When I went for this year's mammogram, my second in Los Angeles, the technician asked why I was having a
screening mammogram, rather than a
diagnostic mammogram.
I looked at her blankly—for all of my experience, this was a first. I never knew that
mammograms came in two flavors.
Now I do.
Screening mammograms are like regular check-ups. You have no reason to think there's a problem, but you go through the process just in case.
Diagnostic mammograms are done when there is reason to be suspicious—some symptom or some finding (like a lump) from a recent breast exam. They generally include additional views—basically, extra X-rays taken from other angles to give a more complete picture of the breast.
The technician said I should always have diagnostic mammograms given my history. In fact, she said, I'd had one last year.
I thought back and remembered that in 2008 my new (now former, which is another story) LA gynecologist referred me to the cancer center's imaging center for my annual mammogram. I called and made an appointment, then went in for the test. On the way out, I was asked to schedule my 2009 mammogram—a great idea, I thought. I picked a date, and off I went.
Neither time was I asked what
kind of mammogram I wanted.
The technician explained that I don't get to choose the kind of mammogram I have—it's up to the doctor who writes the prescription (for outside doctors) or the order (for those, like my oncologist, who is at the cancer center).
Well, no one wrote a prescription or order for this year's exam, so I guess I was scheduled for screening mammogram by default.
Now that I know the difference, I assume that
my first mammogram, back in 2001, was diagnostic—it was at the behest of my gynecologist, who had detected a very subtle change in the tissue of my left breast. But all the mammograms I had in New York after that? I have no clue.
I saw my oncologist the following week, and he agreed that I should have been scheduled for a diagnostic mammogram. But he also said that because my results were normal (hooray!), and because I'd had a normal breast MRI six months earlier, and because I had no symptoms and no abnormal breast exams (clinical or self-), he didn't feel that I should go back and have the supplemental films taken—it was unnecessary to expose me to the additional radiation.

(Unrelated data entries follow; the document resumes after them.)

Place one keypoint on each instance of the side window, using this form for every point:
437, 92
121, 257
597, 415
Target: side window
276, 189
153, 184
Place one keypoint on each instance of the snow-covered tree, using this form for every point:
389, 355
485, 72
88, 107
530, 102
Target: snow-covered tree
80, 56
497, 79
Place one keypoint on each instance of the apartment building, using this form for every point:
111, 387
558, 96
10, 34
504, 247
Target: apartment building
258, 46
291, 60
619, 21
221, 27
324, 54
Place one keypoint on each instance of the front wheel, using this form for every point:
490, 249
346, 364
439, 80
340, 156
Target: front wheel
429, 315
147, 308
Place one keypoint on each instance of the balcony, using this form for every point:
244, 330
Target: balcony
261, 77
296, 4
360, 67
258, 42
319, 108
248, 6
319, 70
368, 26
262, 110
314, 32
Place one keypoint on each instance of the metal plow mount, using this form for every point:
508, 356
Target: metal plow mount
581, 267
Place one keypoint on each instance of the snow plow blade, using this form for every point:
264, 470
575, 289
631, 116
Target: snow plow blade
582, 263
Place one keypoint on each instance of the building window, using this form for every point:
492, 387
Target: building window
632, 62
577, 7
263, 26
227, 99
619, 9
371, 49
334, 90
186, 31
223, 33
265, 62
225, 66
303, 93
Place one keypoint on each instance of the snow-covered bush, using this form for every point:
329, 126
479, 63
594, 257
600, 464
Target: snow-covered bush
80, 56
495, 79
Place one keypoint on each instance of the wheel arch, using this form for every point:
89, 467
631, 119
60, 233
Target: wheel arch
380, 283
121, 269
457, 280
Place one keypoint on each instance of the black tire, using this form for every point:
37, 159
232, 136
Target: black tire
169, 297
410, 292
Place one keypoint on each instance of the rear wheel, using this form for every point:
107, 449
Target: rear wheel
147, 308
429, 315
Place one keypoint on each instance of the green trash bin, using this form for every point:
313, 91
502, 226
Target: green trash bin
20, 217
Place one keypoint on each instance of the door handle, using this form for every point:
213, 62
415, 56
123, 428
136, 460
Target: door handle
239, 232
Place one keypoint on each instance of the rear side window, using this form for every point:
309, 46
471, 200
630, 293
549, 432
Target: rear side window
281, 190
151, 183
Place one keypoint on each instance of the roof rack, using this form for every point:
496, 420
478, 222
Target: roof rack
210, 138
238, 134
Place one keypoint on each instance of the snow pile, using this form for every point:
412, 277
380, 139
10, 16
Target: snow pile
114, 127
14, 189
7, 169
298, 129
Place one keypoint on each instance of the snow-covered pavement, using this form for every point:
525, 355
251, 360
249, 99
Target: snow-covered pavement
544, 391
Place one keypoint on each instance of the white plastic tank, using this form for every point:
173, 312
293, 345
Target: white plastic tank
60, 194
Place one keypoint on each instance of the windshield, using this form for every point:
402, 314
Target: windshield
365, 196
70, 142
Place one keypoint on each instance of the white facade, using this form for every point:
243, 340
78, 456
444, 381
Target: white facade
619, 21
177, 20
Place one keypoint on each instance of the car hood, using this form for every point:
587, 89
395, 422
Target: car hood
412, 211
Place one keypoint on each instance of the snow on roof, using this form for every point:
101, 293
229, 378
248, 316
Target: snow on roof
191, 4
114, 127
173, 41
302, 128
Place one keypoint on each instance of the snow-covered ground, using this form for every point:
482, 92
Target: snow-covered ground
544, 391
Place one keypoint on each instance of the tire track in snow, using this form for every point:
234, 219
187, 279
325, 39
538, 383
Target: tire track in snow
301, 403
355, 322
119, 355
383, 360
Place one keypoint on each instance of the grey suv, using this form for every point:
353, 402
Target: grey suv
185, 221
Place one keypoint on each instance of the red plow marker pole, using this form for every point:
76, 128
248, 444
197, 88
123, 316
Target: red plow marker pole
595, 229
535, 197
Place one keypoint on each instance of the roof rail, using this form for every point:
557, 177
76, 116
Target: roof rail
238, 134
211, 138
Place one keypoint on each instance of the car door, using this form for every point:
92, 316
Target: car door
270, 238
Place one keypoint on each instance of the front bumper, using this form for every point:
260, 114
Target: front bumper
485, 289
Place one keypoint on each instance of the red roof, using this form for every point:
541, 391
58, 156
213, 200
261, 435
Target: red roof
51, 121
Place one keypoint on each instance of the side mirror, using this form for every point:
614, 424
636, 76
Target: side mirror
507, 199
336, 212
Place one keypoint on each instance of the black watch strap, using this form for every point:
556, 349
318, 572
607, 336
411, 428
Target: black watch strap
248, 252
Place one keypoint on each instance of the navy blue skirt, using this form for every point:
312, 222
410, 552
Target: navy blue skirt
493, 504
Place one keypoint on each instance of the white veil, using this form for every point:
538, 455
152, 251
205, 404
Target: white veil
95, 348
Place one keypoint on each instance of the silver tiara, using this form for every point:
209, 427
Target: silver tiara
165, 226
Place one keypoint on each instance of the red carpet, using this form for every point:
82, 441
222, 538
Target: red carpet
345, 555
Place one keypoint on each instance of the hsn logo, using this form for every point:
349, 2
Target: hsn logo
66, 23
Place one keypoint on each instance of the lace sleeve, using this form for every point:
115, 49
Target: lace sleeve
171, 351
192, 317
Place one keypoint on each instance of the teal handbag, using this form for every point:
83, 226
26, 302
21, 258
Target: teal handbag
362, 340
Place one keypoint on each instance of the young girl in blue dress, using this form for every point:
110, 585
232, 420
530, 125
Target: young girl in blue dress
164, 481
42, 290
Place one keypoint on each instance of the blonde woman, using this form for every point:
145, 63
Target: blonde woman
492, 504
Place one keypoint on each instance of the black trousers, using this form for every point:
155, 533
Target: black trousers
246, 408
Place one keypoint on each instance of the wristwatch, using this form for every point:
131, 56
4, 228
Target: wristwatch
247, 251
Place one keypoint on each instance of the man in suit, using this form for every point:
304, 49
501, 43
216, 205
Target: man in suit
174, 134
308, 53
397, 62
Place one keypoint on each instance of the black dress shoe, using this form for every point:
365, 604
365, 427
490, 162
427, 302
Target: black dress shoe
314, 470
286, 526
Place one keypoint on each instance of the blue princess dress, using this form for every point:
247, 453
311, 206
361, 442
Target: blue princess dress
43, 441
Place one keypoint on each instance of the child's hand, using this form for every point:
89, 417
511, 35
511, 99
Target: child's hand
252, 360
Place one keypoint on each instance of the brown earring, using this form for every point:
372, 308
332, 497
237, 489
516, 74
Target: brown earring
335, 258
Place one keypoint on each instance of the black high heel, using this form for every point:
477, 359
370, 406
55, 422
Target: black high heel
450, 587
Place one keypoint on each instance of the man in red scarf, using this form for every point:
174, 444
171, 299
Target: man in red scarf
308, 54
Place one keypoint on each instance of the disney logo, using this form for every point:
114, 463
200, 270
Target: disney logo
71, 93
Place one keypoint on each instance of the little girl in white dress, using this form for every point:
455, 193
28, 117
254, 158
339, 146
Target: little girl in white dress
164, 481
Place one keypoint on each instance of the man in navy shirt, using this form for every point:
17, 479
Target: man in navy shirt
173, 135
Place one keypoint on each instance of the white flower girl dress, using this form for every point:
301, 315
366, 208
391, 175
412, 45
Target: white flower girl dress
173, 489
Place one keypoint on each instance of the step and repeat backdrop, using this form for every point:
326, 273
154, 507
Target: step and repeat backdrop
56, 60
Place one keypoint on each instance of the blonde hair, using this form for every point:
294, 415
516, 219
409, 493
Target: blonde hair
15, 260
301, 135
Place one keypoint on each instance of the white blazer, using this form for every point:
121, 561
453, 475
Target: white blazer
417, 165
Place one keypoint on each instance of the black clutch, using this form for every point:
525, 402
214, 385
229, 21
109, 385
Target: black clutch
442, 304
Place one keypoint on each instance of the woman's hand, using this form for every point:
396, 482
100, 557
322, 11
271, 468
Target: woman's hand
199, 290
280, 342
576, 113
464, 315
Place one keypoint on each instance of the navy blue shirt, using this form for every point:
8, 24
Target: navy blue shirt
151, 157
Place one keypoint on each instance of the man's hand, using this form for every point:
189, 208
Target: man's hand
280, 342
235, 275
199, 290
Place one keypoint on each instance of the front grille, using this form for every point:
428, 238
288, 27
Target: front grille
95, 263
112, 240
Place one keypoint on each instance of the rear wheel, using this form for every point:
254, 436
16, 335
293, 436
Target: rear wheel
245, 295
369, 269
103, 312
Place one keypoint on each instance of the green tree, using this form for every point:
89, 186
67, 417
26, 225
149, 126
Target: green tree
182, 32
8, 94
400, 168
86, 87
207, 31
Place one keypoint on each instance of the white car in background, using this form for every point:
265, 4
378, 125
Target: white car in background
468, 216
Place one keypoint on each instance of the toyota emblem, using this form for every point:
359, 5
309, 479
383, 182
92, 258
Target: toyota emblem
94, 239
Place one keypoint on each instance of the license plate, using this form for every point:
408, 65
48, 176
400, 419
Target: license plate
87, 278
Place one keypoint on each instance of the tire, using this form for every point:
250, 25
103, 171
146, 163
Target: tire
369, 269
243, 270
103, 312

I'll have another breast MRI in the spring, I'll continue to
do my monthly breast self-exams, and I'll continue to have clinical breast exams several times a year. But I'll also be sure to confirm that my 2010 mammogram is of the "diagnostic" variety.
This doesn't mean that everyone should have an annual diagnostic mammogram, of course. But someone with my history? Absolutely.
(And yes, the grammarian in me thinks that there should be a different term for "diagnostic" mammograms given to people with histories like mine. Because in the absence of a red flag, they're not truly diagnostic—they're screening. More thorough, yes, but screening nonetheless. Maybe "heightened screening"?)